Yeter ki umutla yaşamayı bilelim.  

Umudumuzu gönül ve beyin paydasında yaşatalım. 

Pandorayı hepimiz biliriz şu kutusu olan … 

Pandora da, bütün kadınlar gibi, meraklıydı derler. Bence merak etmenin cinsiyeti yok diyerek bu kısmı konudan uzaklaşmamak adına vın diye geçiyorum. Evet Pandora sandığın içinde ne olduğunu öğrenmek istiyordu.  

Bir gün kapağını açtı sandığın içinden hastalıklar, acılar, kederler, kötülükler çıktı. Korkuyla kapağı kapadı Pandora, ama çok geç kalmıştı olan olmuştu bir kere.  

Bir tek iyi şey çıkmıştı sandıktan: umut.  
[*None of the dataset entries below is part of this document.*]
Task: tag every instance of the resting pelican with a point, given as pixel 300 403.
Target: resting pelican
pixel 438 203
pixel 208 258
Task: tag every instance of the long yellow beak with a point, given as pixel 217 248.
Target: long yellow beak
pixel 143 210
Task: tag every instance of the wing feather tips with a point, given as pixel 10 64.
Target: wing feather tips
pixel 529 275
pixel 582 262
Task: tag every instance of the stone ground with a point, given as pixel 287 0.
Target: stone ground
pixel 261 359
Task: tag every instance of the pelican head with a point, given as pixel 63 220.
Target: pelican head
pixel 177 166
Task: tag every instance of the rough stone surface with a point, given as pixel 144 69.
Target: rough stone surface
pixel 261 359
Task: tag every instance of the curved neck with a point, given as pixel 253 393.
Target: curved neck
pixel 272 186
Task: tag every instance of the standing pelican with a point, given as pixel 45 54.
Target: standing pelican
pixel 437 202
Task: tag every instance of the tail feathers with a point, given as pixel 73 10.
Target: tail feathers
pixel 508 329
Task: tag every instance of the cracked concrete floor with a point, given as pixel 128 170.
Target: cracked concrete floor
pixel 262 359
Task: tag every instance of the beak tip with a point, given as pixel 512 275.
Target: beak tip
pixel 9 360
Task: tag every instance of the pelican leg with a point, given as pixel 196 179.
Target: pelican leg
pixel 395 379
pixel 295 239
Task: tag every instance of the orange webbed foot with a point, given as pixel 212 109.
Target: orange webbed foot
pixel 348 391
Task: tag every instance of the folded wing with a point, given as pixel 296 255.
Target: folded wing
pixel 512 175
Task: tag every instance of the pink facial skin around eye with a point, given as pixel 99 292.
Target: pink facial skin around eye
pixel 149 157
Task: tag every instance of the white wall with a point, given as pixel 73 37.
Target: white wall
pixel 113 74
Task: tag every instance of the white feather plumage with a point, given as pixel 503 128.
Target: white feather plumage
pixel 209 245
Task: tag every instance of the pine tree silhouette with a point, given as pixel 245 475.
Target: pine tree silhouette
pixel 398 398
Pandora’nın kutusundan hep kötülük çıkmış olması umudun da kötü olduğu anlamına gelmez. Pandora tüm kötülükleri kutuyu açıp etrafa saldıktan sonra Prometheus koşup kapağı kapamaya çalışmış umudun da uçup gitmesine engel olmuştur.  

Kutuda kalan, kötülüklerle başa çıkabilmenin anahtarı olacaktır. Umut, prometheusun emrine verilir ve insanlara gerektiği kadar o dağıtır, asla fazlasını vermez. 
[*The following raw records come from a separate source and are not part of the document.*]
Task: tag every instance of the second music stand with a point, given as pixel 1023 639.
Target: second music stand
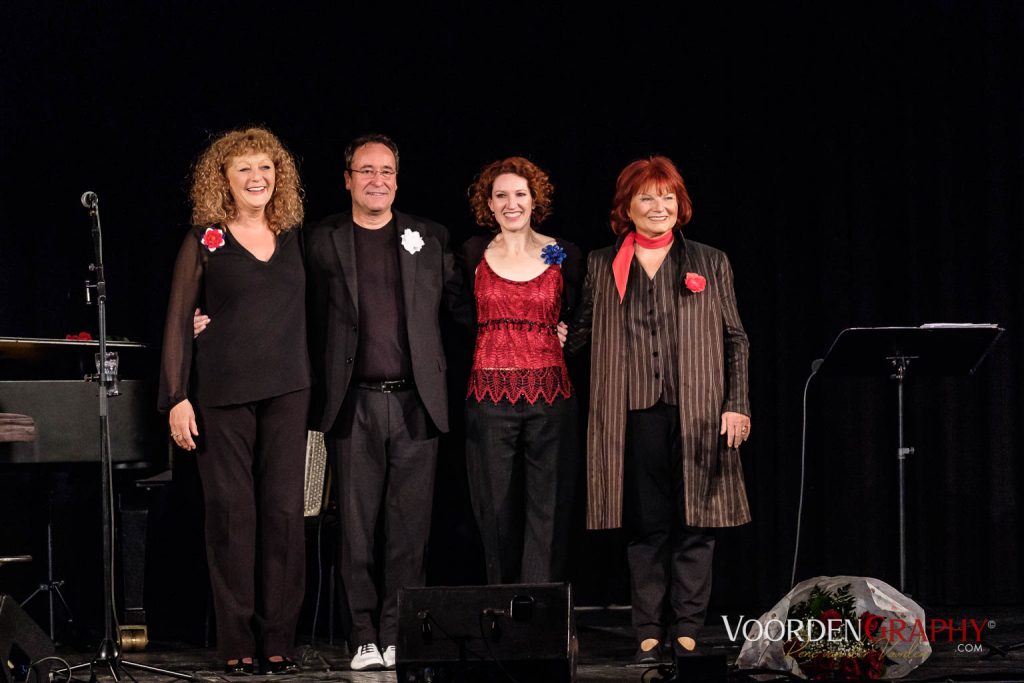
pixel 938 350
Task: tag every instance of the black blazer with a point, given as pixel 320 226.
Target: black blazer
pixel 572 270
pixel 428 278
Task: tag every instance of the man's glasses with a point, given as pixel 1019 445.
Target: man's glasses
pixel 385 173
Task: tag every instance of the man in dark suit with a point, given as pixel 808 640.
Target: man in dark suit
pixel 377 279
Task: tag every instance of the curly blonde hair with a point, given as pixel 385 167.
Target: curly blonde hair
pixel 540 187
pixel 211 196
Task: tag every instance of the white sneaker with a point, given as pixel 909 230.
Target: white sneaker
pixel 368 657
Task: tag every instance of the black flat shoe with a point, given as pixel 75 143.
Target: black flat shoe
pixel 240 668
pixel 286 666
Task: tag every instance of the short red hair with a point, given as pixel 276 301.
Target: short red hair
pixel 657 172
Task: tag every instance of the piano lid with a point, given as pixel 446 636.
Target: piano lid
pixel 28 358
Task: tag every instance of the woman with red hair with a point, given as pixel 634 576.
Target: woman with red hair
pixel 520 407
pixel 669 401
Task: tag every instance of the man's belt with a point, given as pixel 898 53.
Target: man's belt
pixel 388 386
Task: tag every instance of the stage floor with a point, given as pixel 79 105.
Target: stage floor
pixel 606 646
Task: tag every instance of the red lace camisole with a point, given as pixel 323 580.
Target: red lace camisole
pixel 517 351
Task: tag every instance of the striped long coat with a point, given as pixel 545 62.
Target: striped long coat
pixel 713 355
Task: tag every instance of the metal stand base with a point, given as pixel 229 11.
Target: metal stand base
pixel 109 660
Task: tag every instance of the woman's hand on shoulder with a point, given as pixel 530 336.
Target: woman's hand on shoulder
pixel 736 427
pixel 183 427
pixel 199 323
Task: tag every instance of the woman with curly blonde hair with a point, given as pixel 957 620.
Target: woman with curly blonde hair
pixel 248 376
pixel 520 407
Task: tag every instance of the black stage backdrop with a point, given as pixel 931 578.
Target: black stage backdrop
pixel 860 163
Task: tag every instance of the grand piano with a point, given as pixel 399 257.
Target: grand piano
pixel 43 379
pixel 49 455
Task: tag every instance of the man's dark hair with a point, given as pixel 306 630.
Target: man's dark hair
pixel 368 139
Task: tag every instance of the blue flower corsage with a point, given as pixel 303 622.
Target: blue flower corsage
pixel 553 254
Kiminin çocuğunun ismidir umut.  

Ailesine bir umut olsun istenmiştir.  

Kimi için yeni açılan dükkanın ismidir umut.  

İşsiz geçen günlerin ardından geleceğe yeni bir umuttur.  

Fakirin ekmeğidir umut, yedikçe daha bir acıktıran.  

İnsanı en dibe vurduranda, oradan tekrar zirveye çıkartan da umuttur, gece ve gündüzün birbirini takip ettiği gibi.  

Kimine yeni bir güne uyanma sebebidir umut, tekrar ve tekrar.  

Onca yıllık hatadan dönme fırsatıdır umut.  

Hiç umulmadık anda ortaya çıkan o duygunun esiri oluverirsiniz bir anda.  

İçten içe, usul usul, gözünden bile sakınarak korunur o umut.  

Ufacık bir umut size öyle bir güç verir ki, insanı kendisine şaşırtır, kendisine getirir.  

Ve o zaman dedirtir, onca yıldır neredeydin sen umut? 

Polyannacılıktan ziyade gerçekleri gören bir insan için motivasyon kaynağıdır umut. Umudumuz olmazsa yaşamamızın ne önemi kalır ki?  

Yaşama devam etmemizi sağlayan soyut olgulardan biri hem de en önemlilerinden biri değil midir kendisi?  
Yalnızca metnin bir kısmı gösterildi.